2) Toutefois, il n’est pas du tout certain que ce conflit désormais ouvert entre le nord et le sud de l’Europe se règlera sans effusion de sang. Pas du tout certain. Et dans ce cas, quels sont les scénarios possibles sur les évolutions ou les catastrophes ?
• Tout d’abord, l’éclatement de la zone euro, avec le maintien par contre de l’UE. À mon avis, ce que j’ai déjà exprimé à maintes reprises, ce serait la solution idéale, et le plus tôt serait le mieux. L’euro, avec de graves péchés originels, a conduit l’Europe à une récession chronique, au sous-emploi, à la montée en flèche des inégalités et au recul de la démocratie. La monnaie unique était un rêve. Un rêve qui s’est transformé en cauchemar. Avec la drachme, et sans guerre avec ses partenaires, la Grèce pourrait se relever, retrouver une croissance rapide, et avec le temps, rembourser ses dettes.
• Deuxième scénario possible, le noyau dur se montre intransigeant, et dans ce cas, la Grèce ne pourra pas rester dans la zone euro et tout alors sera possible, soit vers d’autres alliances, soit vers l’isolement, avec des conséquences inconnues mais en tout cas risquées. Mais la sortie de la Grèce de la zone euro n’assurera pas sa continuité. Parce que, même si les risques d’effet domino causé par les banques qui se sont blindées sont maintenant réduits, d’autres dangers sont apparus et peut-être même plus grands que la montée de l’euroscepticisme, de la prise de conscience des souffrances causées par l’austérité et de la montée du fascisme. L’effet domino, donc, est plus menaçant que jamais.

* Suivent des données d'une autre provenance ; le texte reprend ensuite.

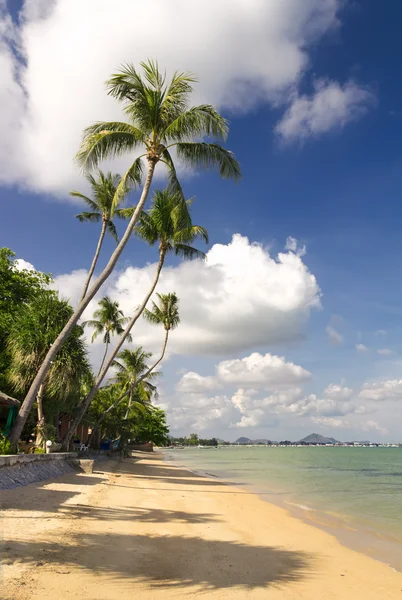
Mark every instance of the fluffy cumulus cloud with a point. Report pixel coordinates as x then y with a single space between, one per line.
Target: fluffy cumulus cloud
54 62
361 348
383 390
331 105
240 297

Pour l’heure, les Grecs espèrent l’aide sincère de l’Europe qui, je le répète, ne peut pas consister à cette exhortation “poursuivez les réformes, et tenez vos engagements”. Nous attendons que l’Europe, fondée sur la culture grecque, fera vraiment preuve de solidarité à l’égard de la Grèce et ne voudra pas mettre en péril et exposer à des évolutions imprévues, non seulement la Grèce, dont la dette est inférieure à 4 % de l’ensemble de l’Europe, mais l’Europe tout entière.